In a commitment to Jesuit ideals and cura personalis, faculty in the School of Health Studies and Education have strategically injected social justice content into their curricula through an innovative school-wide, themed syllabi. The idea began three years ago when faculty were reviewing portfolio assessment requirements for undergraduate teacher candidates.

“We want students to talk and write about social justice, but what opportunities did they have to really see it and talk about it in a concentrated way?” asks Mollie Sheppard, Ed.D., assistant professor of special education. “Students should be able to speak to the mission and how it impacts their teaching.”

What started as a yearlong series of panel discussions, readings, conversations with local teachers and guest lectures, turned into a year-over-year charge to bring social issues to the forefront of health and education students’ studies — both at the undergraduate and graduate level.

“We’re training students to go into these roles where service is their job, so we want to offer opportunities where they can see how the social justice mission can become a part of their careers,” says Kaitlin Moran, Ph.D., assistant professor of teacher education.

The theme changes each year, decided by a committee of faculty, students and staff.
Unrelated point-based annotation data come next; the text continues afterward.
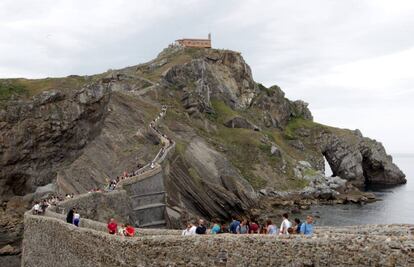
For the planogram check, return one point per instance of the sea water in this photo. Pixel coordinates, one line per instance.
(396, 205)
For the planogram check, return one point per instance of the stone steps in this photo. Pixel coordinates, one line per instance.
(154, 223)
(149, 206)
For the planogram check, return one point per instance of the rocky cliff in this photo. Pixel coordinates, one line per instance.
(236, 140)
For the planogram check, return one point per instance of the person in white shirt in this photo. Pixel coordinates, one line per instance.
(286, 224)
(36, 208)
(76, 218)
(190, 230)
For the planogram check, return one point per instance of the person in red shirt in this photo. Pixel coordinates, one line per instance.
(254, 228)
(112, 226)
(129, 230)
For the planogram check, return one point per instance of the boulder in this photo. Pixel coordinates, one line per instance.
(240, 122)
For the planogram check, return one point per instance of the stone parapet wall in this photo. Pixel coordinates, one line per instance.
(100, 206)
(52, 242)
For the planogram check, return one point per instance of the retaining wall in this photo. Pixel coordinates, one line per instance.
(52, 242)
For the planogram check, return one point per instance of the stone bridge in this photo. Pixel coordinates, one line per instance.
(145, 191)
(50, 241)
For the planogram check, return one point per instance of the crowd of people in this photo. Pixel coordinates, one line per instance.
(40, 207)
(121, 230)
(73, 217)
(244, 226)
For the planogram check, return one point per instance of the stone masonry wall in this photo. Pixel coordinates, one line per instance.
(52, 242)
(100, 206)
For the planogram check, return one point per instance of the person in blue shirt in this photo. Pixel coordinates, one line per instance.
(307, 227)
(233, 226)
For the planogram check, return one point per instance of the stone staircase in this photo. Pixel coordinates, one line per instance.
(146, 189)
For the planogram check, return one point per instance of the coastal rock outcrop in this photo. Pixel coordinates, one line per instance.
(219, 74)
(276, 109)
(360, 160)
(76, 133)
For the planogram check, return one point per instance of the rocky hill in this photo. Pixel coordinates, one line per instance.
(239, 144)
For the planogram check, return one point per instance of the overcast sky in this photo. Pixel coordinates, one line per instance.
(352, 60)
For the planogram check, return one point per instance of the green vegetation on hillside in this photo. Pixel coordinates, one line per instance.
(9, 89)
(25, 88)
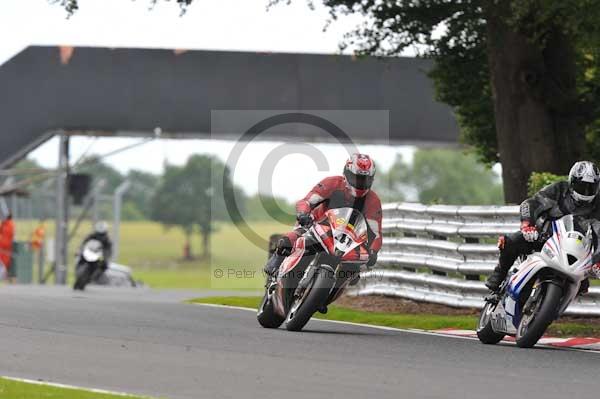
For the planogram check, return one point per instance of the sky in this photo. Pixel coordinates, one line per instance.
(243, 25)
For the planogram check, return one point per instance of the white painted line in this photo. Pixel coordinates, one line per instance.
(349, 323)
(66, 386)
(406, 330)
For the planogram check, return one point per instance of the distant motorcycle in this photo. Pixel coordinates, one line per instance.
(538, 290)
(90, 264)
(325, 259)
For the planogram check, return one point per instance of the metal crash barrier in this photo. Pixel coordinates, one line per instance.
(441, 254)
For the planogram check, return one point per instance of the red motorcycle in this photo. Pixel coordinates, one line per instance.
(325, 259)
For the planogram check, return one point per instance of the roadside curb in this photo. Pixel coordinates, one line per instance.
(74, 387)
(581, 343)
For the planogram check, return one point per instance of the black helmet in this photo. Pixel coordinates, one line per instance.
(584, 181)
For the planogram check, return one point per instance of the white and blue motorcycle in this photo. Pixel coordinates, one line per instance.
(539, 289)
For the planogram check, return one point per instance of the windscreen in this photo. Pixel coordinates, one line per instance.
(349, 221)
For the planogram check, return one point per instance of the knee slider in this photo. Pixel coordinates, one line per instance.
(284, 246)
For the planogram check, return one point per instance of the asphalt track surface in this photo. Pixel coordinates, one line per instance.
(150, 343)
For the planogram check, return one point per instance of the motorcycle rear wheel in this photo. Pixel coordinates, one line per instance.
(485, 332)
(533, 326)
(314, 296)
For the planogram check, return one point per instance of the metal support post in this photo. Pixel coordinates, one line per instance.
(62, 212)
(117, 203)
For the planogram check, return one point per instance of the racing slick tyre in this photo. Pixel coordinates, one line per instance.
(541, 313)
(84, 274)
(485, 332)
(266, 315)
(313, 297)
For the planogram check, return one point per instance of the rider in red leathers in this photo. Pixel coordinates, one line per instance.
(353, 190)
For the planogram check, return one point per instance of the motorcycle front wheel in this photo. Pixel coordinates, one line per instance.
(536, 320)
(266, 315)
(314, 296)
(83, 276)
(485, 332)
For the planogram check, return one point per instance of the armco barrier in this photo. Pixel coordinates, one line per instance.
(440, 253)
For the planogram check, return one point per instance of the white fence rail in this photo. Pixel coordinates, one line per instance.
(441, 254)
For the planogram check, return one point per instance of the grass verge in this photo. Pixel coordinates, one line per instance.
(410, 321)
(11, 389)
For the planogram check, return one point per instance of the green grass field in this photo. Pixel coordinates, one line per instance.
(155, 254)
(408, 321)
(11, 389)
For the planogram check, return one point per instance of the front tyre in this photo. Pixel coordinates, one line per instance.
(485, 332)
(84, 274)
(539, 316)
(314, 296)
(266, 315)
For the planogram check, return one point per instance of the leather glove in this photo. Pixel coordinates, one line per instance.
(530, 233)
(372, 259)
(304, 219)
(595, 270)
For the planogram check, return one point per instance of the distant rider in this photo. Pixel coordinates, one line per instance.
(577, 196)
(100, 233)
(353, 190)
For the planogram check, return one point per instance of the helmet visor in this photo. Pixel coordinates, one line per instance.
(585, 188)
(359, 182)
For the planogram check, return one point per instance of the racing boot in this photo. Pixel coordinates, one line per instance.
(281, 250)
(584, 287)
(272, 266)
(497, 277)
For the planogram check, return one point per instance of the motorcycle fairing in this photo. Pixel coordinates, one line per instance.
(554, 258)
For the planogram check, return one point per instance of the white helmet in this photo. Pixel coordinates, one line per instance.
(584, 181)
(101, 227)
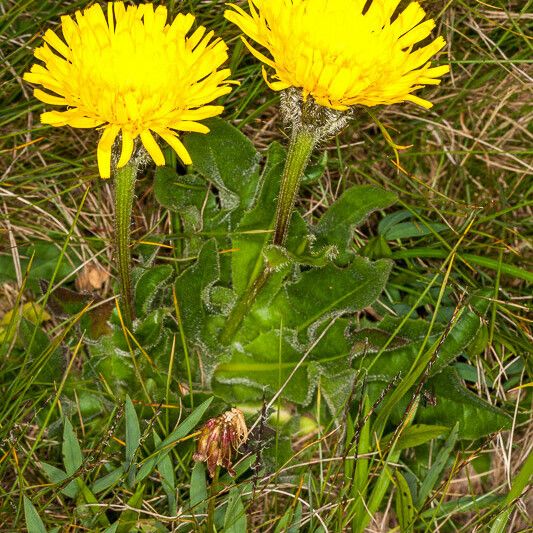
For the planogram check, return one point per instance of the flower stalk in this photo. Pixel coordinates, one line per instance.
(124, 192)
(301, 146)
This year’s theme — Lifting the Mask of Institutional Bias: From Discussion to Disruption — looks at situations within institutions (laws, policies, unconscious bias) that advantage some while disadvantaging others.

“COVID is going on, we’re thinking so much about access, children in Philadelphia, education, Black Lives Matter — it was nice to have this structure to open an avenue for dialogue,” says Sheppard.

Welcoming Saint Joseph's Newest Jesuits

This year, Saint Joseph’s University welcomed three new Jesuits to its community, all of whom will reside in the University’s new Jesuit residence, Arrupe Hall.


Frank Kaminski, S.J., came to Saint Joseph’s from the Jesuit Center for Spiritual Growth. Currently, he divides his time between Campus Ministry on Hawk Hill and guiding retreats and spiritual direction at the St. Raphaela Center in Haverford, Pennsylvania.


As mission programs assistant, Fr. Kaminski sees the opportunity to help Saint Joseph's students and faculty take on their roles as co-creators with God in the building of a more just and compassionate world.


Douglas Ray, S.J., was ordained at Saint Joseph’s in August 2020. After his ordination, Fr. Ray ran a retreat program at Fairfield University, which gave him the opportunity to “see how encountering God could transform students’ lives.” Now back on campus, Fr. Ray is working primarily in Campus Ministry, supporting students as they work to become people with and for others.


“I want to help students understand that college is about more than piling up credentials or getting a job,” he says. “It is about reflecting on the big questions in life, and determining how to use the gifts God has given each of us.”


George Bur, S.J., is joining Saint Joseph’s as he celebrates the 50th anniversary of his ordination to the priesthood. Fr. Bur previously served as president of The Gesu School, an independent Catholic school helping underserved children achieve bright futures. He was also the Superior of Saint Joseph’s Jesuit community from 2003-2008.


As a public ambassador of the University, Fr. Bur hopes to support members of the community as they engage in the stated mission of the Jesuits — discerning God's will, accompanying the marginalized, searching for a hope-filled future and caring for our common home.